Roseline embrassa son amie en silence. En la quittant, elle pensait à cette phrase qu'elle avait lue dans un de ses auteurs favoris :
« Ceux-là seuls qui cherchent la main de Dieu, ont le droit de s'appuyer sur elle ».

Rentrée à la villa des Pervenches, Roseline rejoignit ses parents qui l'attendaient pour prendre le thé au jardin. Quoiqu'on ne fût qu'en Avril, la journée était tiède ; les fleurs printanières, aux tons jaunes et bleus, éclairaient les massifs et les plates-bandes. Sous la tonnelle où les glycines commençaient à sortir leurs grappes mauves de leurs fourreaux grisâtres, M. et Mme Duclavel accueillirent leur fille avec un sourire. Ils savaient qu'elle souffrait encore de la visite qu'elle venait de faire. Mireille avait fait partie de leur vie de famille si intimement depuis deux ans, que sa défection leur était à 'tous trois une épreuve cruelle. Mais pour Roseline, c'était un désastre. Elle se le reprochait à elle-même, encore plus qu'à son amie.
- Si j'avais été plus fidèle, se disait-elle, si j'avais vécu logiquement et parlé avec plus de conviction, elle aurait eu plus de confiance. Elle aurait cru à mes avertissements, elle aurait profité de l'expérience des autres.
- L'expérience des autres ! répéta M. Duclavel, lorsque Roseline fit ces réflexions devant ses parents, sous la tonnelle couverte de glycine, quand tu auras 50 ans, ma fille, tu sauras que l'expérience des autres ne sert à personne. Notre petite amie fera les siennes et tout ce que nous pouvons souhaiter, c'est qu'elles ne soient pas trop dures, car elle n'a pas beaucoup de force pour les supporter.
- Elle était si malheureuse ! dit Mme Duclavel. Et nous sommes si heureux, nous !
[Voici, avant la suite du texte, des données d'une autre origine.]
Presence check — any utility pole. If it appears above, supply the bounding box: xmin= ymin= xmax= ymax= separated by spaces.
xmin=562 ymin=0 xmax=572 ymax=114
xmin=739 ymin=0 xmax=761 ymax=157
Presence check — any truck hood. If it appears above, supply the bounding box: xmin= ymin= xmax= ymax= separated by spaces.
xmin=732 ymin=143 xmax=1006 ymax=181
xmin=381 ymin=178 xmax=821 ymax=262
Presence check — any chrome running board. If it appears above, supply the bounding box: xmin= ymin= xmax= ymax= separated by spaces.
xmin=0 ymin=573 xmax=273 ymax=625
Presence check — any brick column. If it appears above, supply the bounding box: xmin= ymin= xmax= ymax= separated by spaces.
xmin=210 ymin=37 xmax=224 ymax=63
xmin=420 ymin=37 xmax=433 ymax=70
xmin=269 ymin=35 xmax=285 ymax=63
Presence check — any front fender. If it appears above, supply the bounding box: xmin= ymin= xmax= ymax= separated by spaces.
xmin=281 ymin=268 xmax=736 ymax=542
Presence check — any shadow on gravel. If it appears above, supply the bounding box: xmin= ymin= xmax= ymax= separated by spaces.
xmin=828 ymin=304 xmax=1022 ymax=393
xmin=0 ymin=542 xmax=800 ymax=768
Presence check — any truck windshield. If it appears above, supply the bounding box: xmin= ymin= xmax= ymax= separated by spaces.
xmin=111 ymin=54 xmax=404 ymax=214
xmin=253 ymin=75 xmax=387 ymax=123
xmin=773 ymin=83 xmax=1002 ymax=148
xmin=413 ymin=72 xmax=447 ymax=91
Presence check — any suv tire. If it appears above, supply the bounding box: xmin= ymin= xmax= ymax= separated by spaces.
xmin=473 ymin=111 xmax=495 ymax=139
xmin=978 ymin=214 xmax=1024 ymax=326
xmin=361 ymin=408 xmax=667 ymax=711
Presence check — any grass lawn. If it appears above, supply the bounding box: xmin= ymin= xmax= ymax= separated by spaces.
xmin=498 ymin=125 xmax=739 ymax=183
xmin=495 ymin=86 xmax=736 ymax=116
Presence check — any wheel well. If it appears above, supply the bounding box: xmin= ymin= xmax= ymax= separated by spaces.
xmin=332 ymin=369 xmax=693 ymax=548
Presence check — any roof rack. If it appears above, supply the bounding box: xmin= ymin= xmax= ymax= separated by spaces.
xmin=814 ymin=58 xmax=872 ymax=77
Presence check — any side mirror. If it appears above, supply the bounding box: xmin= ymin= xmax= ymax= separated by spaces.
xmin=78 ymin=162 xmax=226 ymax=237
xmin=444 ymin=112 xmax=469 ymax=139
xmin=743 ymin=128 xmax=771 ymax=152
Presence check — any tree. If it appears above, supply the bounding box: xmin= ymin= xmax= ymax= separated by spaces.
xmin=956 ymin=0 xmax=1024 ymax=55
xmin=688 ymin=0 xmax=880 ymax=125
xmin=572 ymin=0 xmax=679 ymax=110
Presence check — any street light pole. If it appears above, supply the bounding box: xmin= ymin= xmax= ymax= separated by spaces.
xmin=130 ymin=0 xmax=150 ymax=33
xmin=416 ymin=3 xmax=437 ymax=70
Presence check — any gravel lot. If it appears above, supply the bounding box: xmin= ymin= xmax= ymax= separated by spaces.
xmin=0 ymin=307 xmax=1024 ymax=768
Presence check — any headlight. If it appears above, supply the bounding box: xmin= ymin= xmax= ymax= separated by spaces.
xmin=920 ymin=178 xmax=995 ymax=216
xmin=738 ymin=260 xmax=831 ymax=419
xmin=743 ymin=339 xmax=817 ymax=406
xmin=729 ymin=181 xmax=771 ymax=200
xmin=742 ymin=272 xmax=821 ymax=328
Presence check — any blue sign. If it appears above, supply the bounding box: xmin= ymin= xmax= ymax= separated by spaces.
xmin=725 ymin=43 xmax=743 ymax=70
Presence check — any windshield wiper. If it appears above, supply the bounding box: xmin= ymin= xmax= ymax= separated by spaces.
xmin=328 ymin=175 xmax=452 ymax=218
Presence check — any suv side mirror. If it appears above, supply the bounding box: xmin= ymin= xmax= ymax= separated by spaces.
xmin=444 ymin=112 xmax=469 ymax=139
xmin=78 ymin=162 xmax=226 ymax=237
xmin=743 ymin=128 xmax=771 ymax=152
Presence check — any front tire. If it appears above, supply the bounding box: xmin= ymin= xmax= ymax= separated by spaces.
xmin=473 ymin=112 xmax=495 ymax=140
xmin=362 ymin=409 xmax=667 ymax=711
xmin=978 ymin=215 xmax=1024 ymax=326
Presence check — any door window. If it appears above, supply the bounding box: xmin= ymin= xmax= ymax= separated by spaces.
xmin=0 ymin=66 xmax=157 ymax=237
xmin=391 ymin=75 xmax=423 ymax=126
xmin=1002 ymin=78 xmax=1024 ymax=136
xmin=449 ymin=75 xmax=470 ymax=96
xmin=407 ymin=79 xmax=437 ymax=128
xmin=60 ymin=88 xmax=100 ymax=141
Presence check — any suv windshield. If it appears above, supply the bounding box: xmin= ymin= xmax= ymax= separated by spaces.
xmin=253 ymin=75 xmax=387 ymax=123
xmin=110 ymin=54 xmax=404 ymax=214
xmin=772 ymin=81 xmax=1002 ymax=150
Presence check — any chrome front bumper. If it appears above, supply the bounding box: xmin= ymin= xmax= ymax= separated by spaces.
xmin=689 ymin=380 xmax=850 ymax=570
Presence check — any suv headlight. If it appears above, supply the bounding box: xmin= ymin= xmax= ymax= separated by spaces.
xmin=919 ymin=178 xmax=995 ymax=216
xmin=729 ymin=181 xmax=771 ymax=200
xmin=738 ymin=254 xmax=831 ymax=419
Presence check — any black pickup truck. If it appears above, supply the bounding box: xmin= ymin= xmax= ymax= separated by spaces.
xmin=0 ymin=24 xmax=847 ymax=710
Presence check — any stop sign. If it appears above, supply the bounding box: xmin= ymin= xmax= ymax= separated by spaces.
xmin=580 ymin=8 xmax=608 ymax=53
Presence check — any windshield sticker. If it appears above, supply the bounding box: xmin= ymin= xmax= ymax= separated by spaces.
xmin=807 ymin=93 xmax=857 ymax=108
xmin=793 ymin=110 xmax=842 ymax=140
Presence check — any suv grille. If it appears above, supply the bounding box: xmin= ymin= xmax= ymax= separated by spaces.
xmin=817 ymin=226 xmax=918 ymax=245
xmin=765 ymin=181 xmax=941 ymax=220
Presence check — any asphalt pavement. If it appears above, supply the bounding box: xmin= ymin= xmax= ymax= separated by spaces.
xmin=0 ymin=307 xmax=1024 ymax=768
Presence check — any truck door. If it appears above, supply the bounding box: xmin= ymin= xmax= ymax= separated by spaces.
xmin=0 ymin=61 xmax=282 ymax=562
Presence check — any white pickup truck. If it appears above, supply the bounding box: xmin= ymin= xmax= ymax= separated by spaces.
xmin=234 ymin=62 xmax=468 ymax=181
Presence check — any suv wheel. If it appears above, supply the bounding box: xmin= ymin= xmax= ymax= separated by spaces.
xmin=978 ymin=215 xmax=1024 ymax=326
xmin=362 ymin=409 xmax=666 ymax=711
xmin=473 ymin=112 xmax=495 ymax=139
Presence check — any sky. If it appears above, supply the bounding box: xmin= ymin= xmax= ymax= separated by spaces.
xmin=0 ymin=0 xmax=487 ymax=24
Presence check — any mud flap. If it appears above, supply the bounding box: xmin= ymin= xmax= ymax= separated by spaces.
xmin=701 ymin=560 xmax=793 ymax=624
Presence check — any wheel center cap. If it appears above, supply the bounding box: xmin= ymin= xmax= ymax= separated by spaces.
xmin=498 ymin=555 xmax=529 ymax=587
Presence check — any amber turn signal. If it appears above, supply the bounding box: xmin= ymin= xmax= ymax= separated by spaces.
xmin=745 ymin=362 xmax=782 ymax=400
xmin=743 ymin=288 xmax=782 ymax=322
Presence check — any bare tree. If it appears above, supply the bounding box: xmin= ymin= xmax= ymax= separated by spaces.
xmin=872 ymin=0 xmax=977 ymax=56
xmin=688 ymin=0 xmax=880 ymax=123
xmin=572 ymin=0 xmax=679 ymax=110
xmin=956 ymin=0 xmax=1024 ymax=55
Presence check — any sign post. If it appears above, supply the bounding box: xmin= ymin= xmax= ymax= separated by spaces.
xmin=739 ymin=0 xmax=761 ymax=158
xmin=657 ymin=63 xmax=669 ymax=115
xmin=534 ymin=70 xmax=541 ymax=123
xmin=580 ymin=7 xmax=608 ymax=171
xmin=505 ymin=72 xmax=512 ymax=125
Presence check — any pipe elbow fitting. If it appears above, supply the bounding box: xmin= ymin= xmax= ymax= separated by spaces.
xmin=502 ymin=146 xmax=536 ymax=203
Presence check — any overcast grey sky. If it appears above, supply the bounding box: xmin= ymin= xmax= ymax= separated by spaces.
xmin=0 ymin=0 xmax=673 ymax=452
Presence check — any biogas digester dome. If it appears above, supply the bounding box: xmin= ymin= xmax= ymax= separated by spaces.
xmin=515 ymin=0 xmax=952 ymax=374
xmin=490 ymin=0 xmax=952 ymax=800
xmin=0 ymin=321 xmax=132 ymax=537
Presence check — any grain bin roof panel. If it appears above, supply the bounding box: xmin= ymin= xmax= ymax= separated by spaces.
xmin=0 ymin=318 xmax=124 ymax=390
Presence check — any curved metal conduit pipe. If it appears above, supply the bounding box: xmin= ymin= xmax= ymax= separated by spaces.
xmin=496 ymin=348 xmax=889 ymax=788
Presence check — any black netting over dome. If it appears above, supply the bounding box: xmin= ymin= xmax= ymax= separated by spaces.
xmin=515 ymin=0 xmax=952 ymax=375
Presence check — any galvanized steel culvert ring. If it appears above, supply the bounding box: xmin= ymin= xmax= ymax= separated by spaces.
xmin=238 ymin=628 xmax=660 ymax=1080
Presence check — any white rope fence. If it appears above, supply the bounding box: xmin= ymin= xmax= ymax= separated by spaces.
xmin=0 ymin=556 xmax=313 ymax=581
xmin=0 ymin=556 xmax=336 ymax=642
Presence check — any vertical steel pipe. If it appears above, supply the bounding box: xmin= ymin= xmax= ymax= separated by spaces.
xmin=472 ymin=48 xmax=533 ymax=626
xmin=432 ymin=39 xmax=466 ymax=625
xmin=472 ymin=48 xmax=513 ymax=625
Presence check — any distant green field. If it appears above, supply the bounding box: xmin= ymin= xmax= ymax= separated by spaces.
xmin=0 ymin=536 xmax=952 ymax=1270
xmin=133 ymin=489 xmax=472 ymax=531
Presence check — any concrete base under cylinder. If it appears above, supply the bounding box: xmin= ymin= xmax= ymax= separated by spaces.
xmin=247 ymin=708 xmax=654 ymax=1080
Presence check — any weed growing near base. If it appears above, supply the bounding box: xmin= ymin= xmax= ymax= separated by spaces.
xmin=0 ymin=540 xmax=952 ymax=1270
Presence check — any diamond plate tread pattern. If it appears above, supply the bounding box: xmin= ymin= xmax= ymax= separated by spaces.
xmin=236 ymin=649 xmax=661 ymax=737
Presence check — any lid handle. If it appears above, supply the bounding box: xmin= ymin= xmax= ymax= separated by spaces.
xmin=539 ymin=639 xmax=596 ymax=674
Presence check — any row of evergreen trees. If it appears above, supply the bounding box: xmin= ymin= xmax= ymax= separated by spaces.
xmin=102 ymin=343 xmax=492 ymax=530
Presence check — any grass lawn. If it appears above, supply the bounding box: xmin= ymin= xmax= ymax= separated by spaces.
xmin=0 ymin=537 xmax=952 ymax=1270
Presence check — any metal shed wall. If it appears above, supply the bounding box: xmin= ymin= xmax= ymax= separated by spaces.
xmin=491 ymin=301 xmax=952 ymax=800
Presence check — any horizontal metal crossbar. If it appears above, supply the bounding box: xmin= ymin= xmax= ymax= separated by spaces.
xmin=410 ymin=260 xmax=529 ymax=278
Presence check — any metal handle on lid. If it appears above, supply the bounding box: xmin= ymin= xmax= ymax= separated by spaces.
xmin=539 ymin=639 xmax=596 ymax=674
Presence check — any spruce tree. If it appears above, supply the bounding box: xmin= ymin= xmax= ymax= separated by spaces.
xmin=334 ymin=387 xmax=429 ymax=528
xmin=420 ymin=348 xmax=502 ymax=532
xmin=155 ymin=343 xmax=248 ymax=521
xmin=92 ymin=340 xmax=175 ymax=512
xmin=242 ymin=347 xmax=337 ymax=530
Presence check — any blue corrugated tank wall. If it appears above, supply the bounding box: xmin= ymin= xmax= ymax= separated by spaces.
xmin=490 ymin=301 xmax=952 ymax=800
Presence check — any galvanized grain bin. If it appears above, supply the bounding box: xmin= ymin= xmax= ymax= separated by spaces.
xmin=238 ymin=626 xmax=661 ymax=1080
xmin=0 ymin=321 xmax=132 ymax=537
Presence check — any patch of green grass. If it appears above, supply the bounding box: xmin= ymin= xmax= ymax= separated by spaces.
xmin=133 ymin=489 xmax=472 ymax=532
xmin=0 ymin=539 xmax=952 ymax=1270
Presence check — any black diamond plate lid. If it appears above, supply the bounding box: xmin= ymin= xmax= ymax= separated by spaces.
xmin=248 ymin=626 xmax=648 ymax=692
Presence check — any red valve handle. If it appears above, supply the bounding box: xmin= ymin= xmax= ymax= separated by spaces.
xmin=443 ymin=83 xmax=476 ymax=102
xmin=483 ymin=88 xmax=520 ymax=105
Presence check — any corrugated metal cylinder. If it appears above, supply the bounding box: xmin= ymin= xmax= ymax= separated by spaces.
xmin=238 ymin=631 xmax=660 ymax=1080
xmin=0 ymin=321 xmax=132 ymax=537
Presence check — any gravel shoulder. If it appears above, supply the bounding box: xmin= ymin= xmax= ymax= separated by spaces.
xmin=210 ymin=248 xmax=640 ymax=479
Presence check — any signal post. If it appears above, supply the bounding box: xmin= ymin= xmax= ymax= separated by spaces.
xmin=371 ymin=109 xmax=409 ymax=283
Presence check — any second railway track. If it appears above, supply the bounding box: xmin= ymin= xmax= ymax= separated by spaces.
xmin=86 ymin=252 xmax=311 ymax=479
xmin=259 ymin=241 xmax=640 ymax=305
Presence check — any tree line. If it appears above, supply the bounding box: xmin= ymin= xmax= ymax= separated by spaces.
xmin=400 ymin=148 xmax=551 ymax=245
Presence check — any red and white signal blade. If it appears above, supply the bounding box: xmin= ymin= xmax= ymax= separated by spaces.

Ils se regardèrent - tous trois, émus, reconnaissants, rendant à Dieu, en silence mais d'un seul coeur, des actions de grâces.
Car, en cet instant, Roseline se souvenait de sa propre lutte, de l'heure à laquelle il avait fallu faire le grand sacrifice, et combien, malgré la souffrance, le nid paternel avait paru doux, accueillant, bienfaisant à son coeur brisé.
Mireille n'avait rien eu de tout cela. Et, incapable de supporter les âpres hauteurs de la solitude, elle était descendue dans la plaine, où se trouvent les refuges humains, faibles mais visibles.
- Prions, dit M. Duclavel.

Ce fut la conclusion de leurs pensées affectueuses, pour la petite âme chère, qui, demain, prendrait passage dans une barque frêle sur une mer inconnue et souvent orageuse.